The reports stated that the FCC's new rules would apply to cable systems with activated capacity of 552 MHz or less. For the first time, these providers could deploy HD boxes that do not rely on expensive CableCARD technology. The FCC's rulemaking is one of dozens the agency will take up during the balance of the year in connection with its National Broadband Plan.
"The FCC can jump-start the analog-to-digital transition for smaller, rural cable providers by making an HD version of these devices available for purchase and distribution by operators, laying the necessary groundwork for these operators to thereafter offer faster broadband speeds to consumers in the communities they serve," ACA President and CEO Matthew M. Polka said.
ACA has been urging the FCC to allow small cable companies to rely on low-cost, integrated HD set-top, explaining that such a step would quickly free up bandwidth that can be allocated to expand advanced service offerings to rural consumers, including more HD channels, improved broadband speeds and innovative VoIP telephony services.

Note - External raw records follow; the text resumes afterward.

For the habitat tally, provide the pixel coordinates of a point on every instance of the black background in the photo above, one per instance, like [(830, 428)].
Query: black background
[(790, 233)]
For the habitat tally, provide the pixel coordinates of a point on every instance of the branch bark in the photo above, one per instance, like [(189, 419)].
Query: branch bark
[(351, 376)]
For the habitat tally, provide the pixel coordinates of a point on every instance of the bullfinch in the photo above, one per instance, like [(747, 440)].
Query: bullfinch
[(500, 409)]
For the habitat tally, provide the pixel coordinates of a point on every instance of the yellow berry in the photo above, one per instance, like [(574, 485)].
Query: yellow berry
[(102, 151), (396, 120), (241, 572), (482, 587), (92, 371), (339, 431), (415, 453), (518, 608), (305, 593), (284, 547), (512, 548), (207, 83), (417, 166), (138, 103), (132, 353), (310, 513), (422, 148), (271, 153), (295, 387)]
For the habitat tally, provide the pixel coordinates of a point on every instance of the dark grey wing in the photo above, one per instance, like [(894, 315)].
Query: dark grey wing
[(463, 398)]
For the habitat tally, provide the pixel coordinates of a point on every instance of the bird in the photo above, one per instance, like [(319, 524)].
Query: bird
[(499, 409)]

On April 8, Ross J. Lieberman, ACA's Vice President of Government Affairs, and Jeremy M. Kissel, ACA's outside counsel with Cinnamon Mueller, spoke with Sherrese Smith, FCC Chairman Genachowski's Media Legal Advisor, on the need for prompt FCC action on this critical technology deployment issue for rural consumers.

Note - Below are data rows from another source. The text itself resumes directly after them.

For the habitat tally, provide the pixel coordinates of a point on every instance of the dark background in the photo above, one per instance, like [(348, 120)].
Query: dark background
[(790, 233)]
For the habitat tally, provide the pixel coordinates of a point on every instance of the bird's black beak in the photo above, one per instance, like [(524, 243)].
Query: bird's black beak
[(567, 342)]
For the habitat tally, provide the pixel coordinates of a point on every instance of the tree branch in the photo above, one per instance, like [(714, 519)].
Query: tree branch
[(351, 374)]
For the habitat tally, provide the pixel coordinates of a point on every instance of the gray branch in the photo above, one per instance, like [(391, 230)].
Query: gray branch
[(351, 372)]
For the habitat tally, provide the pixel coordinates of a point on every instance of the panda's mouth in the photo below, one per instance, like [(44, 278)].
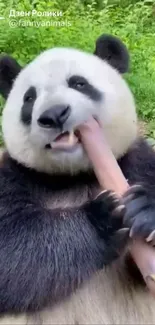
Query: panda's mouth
[(65, 141)]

Lieberman and Kissel emphasized that the availability of low-cost integrated HD set-top boxes would allow operators, as they transition their systems to all-digital, to expend valuable capital on set-top boxes that - unlike non-HD set-top boxes - will maintain their usefulness for many years to come.
In a March 31 letter to Genachowski, ACA explained that small cable providers have an urgent need to reclaim bandwidth occupied by analog channels and that the FCC can expedite the transition by allowing ACA member companies to rely on low-cost HD boxes instead of far more expensive integrated boxes equipped with CableCARD signal security technology.

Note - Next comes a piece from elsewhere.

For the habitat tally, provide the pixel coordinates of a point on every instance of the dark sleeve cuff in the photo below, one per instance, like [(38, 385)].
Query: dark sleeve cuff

About eight months ago, Evolution Broadband filed a petition for waiver of the FCC's CableCARD, separable signal security rules so it could build a low-cost, one-way, limited-functionality HD device that would be available for under $100. In the Genachowski letter , ACA asked the FCC to give the public the opportunity to comment on Evolution's request.
"The public interest benefits associated with transitioning a cable system from analog to digital are clear and compelling. A cable operator that can reclaim bandwidth by transitioning analog channels to digital can use the freed channel capacity to deploy advanced digital services, including additional HD programming, faster broadband speeds, and VoIP telephony services," Polka said.
In the Genachowski letter, ACA indicated that the current regulatory environment was failing to keep pace with marketplace realities. For example, while deployment of low-cost non-HD integrated boxes is permissible under FCC rules, ACA members are reluctant to invest in such devices because of their growing obsolescence in face of strong consumer demand for HD content; and ACA members are equally reluctant to invest in expensive CableCARD-enabled HD boxes because of obvious cost barriers.
Lastly, ACA noted that a decision to invest in expensive CableCard HD boxes would mean less capital to allocate to the DOCSIS 3.0 standard, which can reach broadband speeds approaching 100 Mbps through a technique called channel bonding.
ACA also explained that regulatory uncertainty stemming from FCC inaction on the Evolution waiver request has caused many ACA members to postpone key technology purchase decisions that would drive adoption of advanced communications services by millions of consumers in rural communities.
"The FCC's delay in publicly addressing this issue - one that has been pending at the FCC since last year - is negatively impacting the marketplace and consumers, particularly in smaller markets and rural areas served by small cable operators," Polka said.